The step/jump principle, specific deterrence, and rehabilitation
[41] An offender should not be repunished for past offences: R. v. Calliou, 2019 ABCA 8, at para. 8; R. v. Muyser, 2009 ABCA 116 at paras 7 and 8.
[42] Keeping that in mind, a sentence for the same type of offence should typically be higher than the previous sentence received: R. v. U.A., 2019 ONCA 946, at para. 12; R. v. Clarke, 2024 ONSC 436, at para. 28; R. v. Daye, 2010 NBCA 53, at para. 11.
[43] In R. v. M.V., 2023 ONCA 724, Paciocco J.A., while discussing the rationale for the “Coke principle”, stated that “prior criminal convictions are ordinarily aggravating because it is contemptuous for offenders who have already been convicted to disregard that experience and offend again.” He added, “a prior criminal record can be a predictor of the need for a harsher sentence to specifically deter the offender since the last penalty was not effective in doing so, given the subsequent offence.” As Paciocco J.A. explained, when an offender has not already been sentenced for an offence, these aggravating features are absent. The Coke principle is of course not relevant to this sentencing given that Mr. Fazzina had been sentenced for all the entries on his record prior to committing the offences before this court. Accordingly, the ordinary aggravating features relating to prior convictions, as described by Paciocco J.A., apply in this case.

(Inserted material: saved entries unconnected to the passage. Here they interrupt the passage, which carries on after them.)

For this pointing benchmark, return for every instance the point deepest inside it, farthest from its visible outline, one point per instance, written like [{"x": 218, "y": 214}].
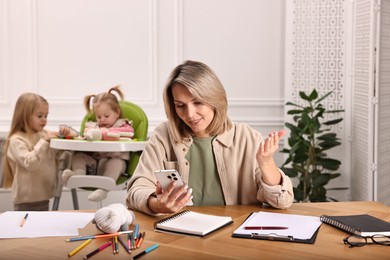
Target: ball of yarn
[{"x": 113, "y": 218}]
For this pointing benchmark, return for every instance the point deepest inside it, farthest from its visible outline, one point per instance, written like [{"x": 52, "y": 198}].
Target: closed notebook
[
  {"x": 192, "y": 223},
  {"x": 363, "y": 225}
]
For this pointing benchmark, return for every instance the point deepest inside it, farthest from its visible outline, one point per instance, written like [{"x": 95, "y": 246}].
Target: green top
[{"x": 204, "y": 179}]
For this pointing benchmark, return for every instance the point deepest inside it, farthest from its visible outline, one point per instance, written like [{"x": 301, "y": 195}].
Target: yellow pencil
[{"x": 74, "y": 251}]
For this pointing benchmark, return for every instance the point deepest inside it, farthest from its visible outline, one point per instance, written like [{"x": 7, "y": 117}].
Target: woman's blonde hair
[
  {"x": 21, "y": 123},
  {"x": 110, "y": 97},
  {"x": 204, "y": 85}
]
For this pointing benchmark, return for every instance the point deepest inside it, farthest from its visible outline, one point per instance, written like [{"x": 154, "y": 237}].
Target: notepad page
[
  {"x": 299, "y": 226},
  {"x": 194, "y": 223}
]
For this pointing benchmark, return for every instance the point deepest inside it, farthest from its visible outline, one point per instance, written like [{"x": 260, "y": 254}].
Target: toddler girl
[
  {"x": 108, "y": 120},
  {"x": 29, "y": 163}
]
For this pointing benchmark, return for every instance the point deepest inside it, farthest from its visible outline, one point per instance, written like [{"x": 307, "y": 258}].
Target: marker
[
  {"x": 264, "y": 228},
  {"x": 74, "y": 251},
  {"x": 147, "y": 250},
  {"x": 24, "y": 220}
]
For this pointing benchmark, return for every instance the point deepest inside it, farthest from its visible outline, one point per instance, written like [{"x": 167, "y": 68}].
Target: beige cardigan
[
  {"x": 234, "y": 151},
  {"x": 33, "y": 164}
]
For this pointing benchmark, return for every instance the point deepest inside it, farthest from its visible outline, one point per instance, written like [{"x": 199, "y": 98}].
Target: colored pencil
[
  {"x": 74, "y": 251},
  {"x": 72, "y": 239},
  {"x": 147, "y": 250},
  {"x": 98, "y": 250}
]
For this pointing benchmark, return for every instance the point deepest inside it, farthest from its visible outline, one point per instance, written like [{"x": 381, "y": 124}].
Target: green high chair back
[{"x": 140, "y": 121}]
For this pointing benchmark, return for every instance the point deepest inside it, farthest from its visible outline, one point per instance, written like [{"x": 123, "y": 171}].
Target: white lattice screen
[
  {"x": 318, "y": 58},
  {"x": 383, "y": 158},
  {"x": 363, "y": 110},
  {"x": 371, "y": 104}
]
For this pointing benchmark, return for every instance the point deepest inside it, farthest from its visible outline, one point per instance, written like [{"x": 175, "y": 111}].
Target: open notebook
[
  {"x": 192, "y": 223},
  {"x": 288, "y": 227}
]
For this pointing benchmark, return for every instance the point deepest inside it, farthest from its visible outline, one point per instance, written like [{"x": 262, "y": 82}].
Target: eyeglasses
[{"x": 356, "y": 240}]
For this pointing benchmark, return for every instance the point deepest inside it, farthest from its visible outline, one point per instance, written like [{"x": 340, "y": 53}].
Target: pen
[
  {"x": 74, "y": 251},
  {"x": 136, "y": 231},
  {"x": 24, "y": 220},
  {"x": 72, "y": 239},
  {"x": 147, "y": 250},
  {"x": 124, "y": 245},
  {"x": 129, "y": 241},
  {"x": 264, "y": 227},
  {"x": 116, "y": 245},
  {"x": 141, "y": 239},
  {"x": 98, "y": 250}
]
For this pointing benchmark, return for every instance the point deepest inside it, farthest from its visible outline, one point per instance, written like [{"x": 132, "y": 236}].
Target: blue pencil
[{"x": 147, "y": 250}]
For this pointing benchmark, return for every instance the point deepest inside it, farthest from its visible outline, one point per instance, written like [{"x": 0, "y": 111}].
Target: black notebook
[
  {"x": 295, "y": 228},
  {"x": 363, "y": 225},
  {"x": 192, "y": 223}
]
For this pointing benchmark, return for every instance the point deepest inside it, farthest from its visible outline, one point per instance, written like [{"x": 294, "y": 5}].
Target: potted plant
[{"x": 309, "y": 140}]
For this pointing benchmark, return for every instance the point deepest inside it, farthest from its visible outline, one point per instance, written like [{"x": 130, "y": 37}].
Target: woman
[{"x": 224, "y": 163}]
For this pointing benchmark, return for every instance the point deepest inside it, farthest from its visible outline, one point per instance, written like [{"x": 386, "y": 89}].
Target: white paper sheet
[{"x": 42, "y": 223}]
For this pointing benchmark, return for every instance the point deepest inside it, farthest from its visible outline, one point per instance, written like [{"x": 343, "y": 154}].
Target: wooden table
[{"x": 218, "y": 245}]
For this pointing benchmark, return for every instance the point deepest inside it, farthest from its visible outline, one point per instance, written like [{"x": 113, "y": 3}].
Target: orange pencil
[
  {"x": 98, "y": 236},
  {"x": 140, "y": 239}
]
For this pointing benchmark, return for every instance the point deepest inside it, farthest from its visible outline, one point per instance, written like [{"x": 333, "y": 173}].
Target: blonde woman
[{"x": 223, "y": 163}]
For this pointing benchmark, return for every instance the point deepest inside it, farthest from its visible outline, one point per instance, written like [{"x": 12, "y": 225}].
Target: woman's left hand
[
  {"x": 265, "y": 159},
  {"x": 269, "y": 146}
]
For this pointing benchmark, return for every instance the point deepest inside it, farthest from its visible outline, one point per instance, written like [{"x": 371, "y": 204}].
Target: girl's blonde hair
[
  {"x": 110, "y": 97},
  {"x": 204, "y": 85},
  {"x": 21, "y": 123}
]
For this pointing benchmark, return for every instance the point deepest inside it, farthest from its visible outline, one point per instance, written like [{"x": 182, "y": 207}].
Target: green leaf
[
  {"x": 313, "y": 95},
  {"x": 323, "y": 97},
  {"x": 333, "y": 122}
]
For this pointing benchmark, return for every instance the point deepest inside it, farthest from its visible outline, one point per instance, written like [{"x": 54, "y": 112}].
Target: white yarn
[{"x": 113, "y": 218}]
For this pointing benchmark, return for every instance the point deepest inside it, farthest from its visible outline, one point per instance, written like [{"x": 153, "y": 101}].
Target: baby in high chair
[{"x": 109, "y": 125}]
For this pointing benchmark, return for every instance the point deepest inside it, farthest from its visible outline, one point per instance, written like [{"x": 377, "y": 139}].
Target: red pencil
[
  {"x": 140, "y": 239},
  {"x": 264, "y": 227},
  {"x": 98, "y": 250}
]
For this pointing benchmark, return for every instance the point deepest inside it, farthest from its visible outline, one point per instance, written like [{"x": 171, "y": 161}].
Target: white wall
[{"x": 65, "y": 50}]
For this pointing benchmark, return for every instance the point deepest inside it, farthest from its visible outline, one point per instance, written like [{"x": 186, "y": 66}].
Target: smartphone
[{"x": 165, "y": 177}]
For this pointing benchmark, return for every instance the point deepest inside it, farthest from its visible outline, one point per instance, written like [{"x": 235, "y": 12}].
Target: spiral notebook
[
  {"x": 192, "y": 223},
  {"x": 363, "y": 225}
]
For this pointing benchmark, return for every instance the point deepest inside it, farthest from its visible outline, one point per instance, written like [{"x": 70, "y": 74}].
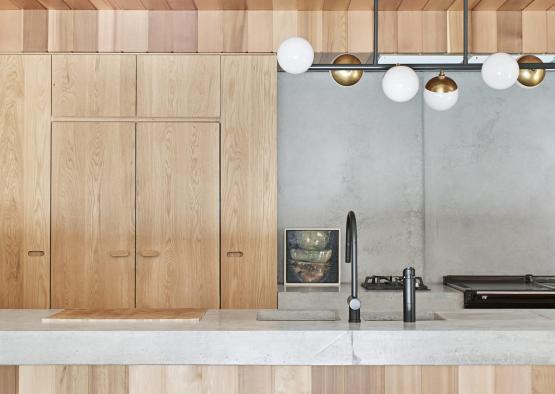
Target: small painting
[{"x": 311, "y": 257}]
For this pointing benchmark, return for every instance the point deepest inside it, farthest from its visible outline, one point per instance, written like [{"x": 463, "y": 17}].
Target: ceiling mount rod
[
  {"x": 376, "y": 54},
  {"x": 423, "y": 66},
  {"x": 465, "y": 31}
]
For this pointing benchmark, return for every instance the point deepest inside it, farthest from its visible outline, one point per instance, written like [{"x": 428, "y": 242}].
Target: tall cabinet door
[
  {"x": 178, "y": 215},
  {"x": 93, "y": 213},
  {"x": 24, "y": 181},
  {"x": 249, "y": 207}
]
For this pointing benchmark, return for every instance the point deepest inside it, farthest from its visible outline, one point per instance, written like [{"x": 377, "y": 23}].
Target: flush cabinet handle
[
  {"x": 35, "y": 253},
  {"x": 119, "y": 253},
  {"x": 149, "y": 253}
]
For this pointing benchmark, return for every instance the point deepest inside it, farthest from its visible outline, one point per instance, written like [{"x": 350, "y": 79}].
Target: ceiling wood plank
[
  {"x": 534, "y": 31},
  {"x": 540, "y": 5},
  {"x": 412, "y": 5},
  {"x": 515, "y": 5},
  {"x": 28, "y": 4},
  {"x": 361, "y": 5},
  {"x": 8, "y": 5},
  {"x": 438, "y": 5}
]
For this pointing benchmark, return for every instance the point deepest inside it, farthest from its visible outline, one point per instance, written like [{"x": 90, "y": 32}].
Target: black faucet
[
  {"x": 409, "y": 295},
  {"x": 351, "y": 257}
]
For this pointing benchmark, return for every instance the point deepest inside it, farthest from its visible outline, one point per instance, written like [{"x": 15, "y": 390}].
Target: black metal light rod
[{"x": 422, "y": 67}]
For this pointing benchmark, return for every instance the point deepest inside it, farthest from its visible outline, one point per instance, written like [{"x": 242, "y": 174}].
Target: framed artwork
[{"x": 311, "y": 257}]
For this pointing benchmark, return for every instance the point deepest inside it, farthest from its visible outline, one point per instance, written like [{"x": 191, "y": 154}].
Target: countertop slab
[{"x": 235, "y": 337}]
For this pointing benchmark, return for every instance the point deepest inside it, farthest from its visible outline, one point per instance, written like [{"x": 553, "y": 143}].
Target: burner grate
[{"x": 380, "y": 282}]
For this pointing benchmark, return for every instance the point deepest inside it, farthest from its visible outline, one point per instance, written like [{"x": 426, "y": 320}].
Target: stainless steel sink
[
  {"x": 297, "y": 315},
  {"x": 398, "y": 316}
]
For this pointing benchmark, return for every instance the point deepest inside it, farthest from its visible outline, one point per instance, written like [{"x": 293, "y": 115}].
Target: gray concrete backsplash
[{"x": 467, "y": 191}]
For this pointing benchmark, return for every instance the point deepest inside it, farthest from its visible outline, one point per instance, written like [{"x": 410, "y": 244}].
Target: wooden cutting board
[{"x": 128, "y": 315}]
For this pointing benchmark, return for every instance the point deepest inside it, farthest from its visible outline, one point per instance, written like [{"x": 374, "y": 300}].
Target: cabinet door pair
[{"x": 135, "y": 215}]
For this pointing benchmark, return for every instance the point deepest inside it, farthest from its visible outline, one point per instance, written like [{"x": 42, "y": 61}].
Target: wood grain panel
[
  {"x": 509, "y": 31},
  {"x": 439, "y": 380},
  {"x": 37, "y": 379},
  {"x": 403, "y": 380},
  {"x": 178, "y": 215},
  {"x": 93, "y": 85},
  {"x": 8, "y": 379},
  {"x": 289, "y": 379},
  {"x": 93, "y": 211},
  {"x": 25, "y": 180},
  {"x": 513, "y": 379},
  {"x": 543, "y": 379},
  {"x": 172, "y": 31},
  {"x": 347, "y": 379},
  {"x": 10, "y": 31},
  {"x": 248, "y": 160},
  {"x": 474, "y": 379},
  {"x": 186, "y": 86}
]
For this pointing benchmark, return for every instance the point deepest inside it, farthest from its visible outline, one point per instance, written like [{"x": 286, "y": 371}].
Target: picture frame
[{"x": 311, "y": 257}]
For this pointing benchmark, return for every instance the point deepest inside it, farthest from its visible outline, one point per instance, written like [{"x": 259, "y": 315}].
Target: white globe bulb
[
  {"x": 295, "y": 55},
  {"x": 500, "y": 71},
  {"x": 400, "y": 83},
  {"x": 441, "y": 101}
]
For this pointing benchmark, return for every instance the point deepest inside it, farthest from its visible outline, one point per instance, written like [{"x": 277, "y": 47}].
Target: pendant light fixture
[
  {"x": 295, "y": 55},
  {"x": 500, "y": 71},
  {"x": 400, "y": 84},
  {"x": 441, "y": 93},
  {"x": 531, "y": 77},
  {"x": 346, "y": 77}
]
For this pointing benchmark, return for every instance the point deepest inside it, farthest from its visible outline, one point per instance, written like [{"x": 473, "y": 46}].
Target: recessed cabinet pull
[
  {"x": 35, "y": 253},
  {"x": 149, "y": 253},
  {"x": 119, "y": 253}
]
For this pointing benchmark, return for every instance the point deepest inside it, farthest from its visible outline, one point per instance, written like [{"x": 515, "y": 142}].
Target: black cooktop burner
[{"x": 376, "y": 282}]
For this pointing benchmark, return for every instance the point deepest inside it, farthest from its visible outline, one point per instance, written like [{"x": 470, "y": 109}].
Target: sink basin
[
  {"x": 398, "y": 316},
  {"x": 297, "y": 315}
]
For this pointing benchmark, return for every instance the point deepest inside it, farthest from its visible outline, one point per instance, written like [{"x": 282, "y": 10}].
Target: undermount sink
[
  {"x": 398, "y": 316},
  {"x": 297, "y": 315}
]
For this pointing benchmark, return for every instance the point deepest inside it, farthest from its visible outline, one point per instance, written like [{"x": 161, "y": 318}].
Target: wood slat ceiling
[{"x": 302, "y": 5}]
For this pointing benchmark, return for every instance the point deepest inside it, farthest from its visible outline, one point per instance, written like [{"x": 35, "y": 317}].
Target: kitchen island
[{"x": 229, "y": 351}]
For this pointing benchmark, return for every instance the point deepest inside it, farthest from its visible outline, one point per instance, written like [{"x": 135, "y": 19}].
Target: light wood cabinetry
[
  {"x": 147, "y": 379},
  {"x": 178, "y": 215},
  {"x": 93, "y": 215},
  {"x": 93, "y": 85},
  {"x": 249, "y": 202},
  {"x": 178, "y": 86},
  {"x": 24, "y": 181}
]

[44] Mr. Fazzina has a very lengthy and cognate record. He must be sent the message that he will face increasingly long sentences if he continues to engage in this type of criminality: R. v Prasad, 2019 ONSC 2953, at para. 39; R. v. T.W., 2015 ONSC 2167, at para. 55.
[45] The “jump principle” warns “against imposing a dramatically more severe sentence than the sentences imposed upon the offender for similar offences in the recent past”: R. v. Parker, 2024 ONCA 591, at para. 41; R. v. Borde, [2003] O.J. No. 354 (C.A.), at para. 39. This principle, however, “has little application” when there has been a dramatic increase in the severity of the offender’s crime”: Borde, at para. 39. This is also true when “dealing with multiple convictions for an offender with a lengthy criminal record, or where previous sanctions have been ineffective in deterring the offender”: R. v. Green, 2021 ONCA 932, at para. 12; R. v. Simeunovich, 2023 ONCA 562, at para. 21.
[46] Mr. Fazzina is an incorrigible offender. He has persistently ignored the numerous driving prohibitions imposed upon him. Furthermore, he has been undeterred by the six-year penitentiary sentences he received in 2009 and 2015 for similar offences. Moreover, he was on parole when he committed the April 21, 2020 offences. Despite the letters of support the defence has filed, the fact remains that on five occasions between 2020 and 2023 Mr. Fazzina committed similar offences to the ones he had committed many times prior. Unfortunately, I do not consider rehabilitation to be a significant factor in this case. I accordingly do not see the caution found in the jump principle to be applicable to this sentencing: Simeunovich, at para. 23; R. v. Thomson, 2013 BCCA 220, at paras. 7 – 8; R. v. Moreau, 2007 BCCA 239, at para. 9; R. v. St. Constantine, 2022 BCCA 6, at para. 49.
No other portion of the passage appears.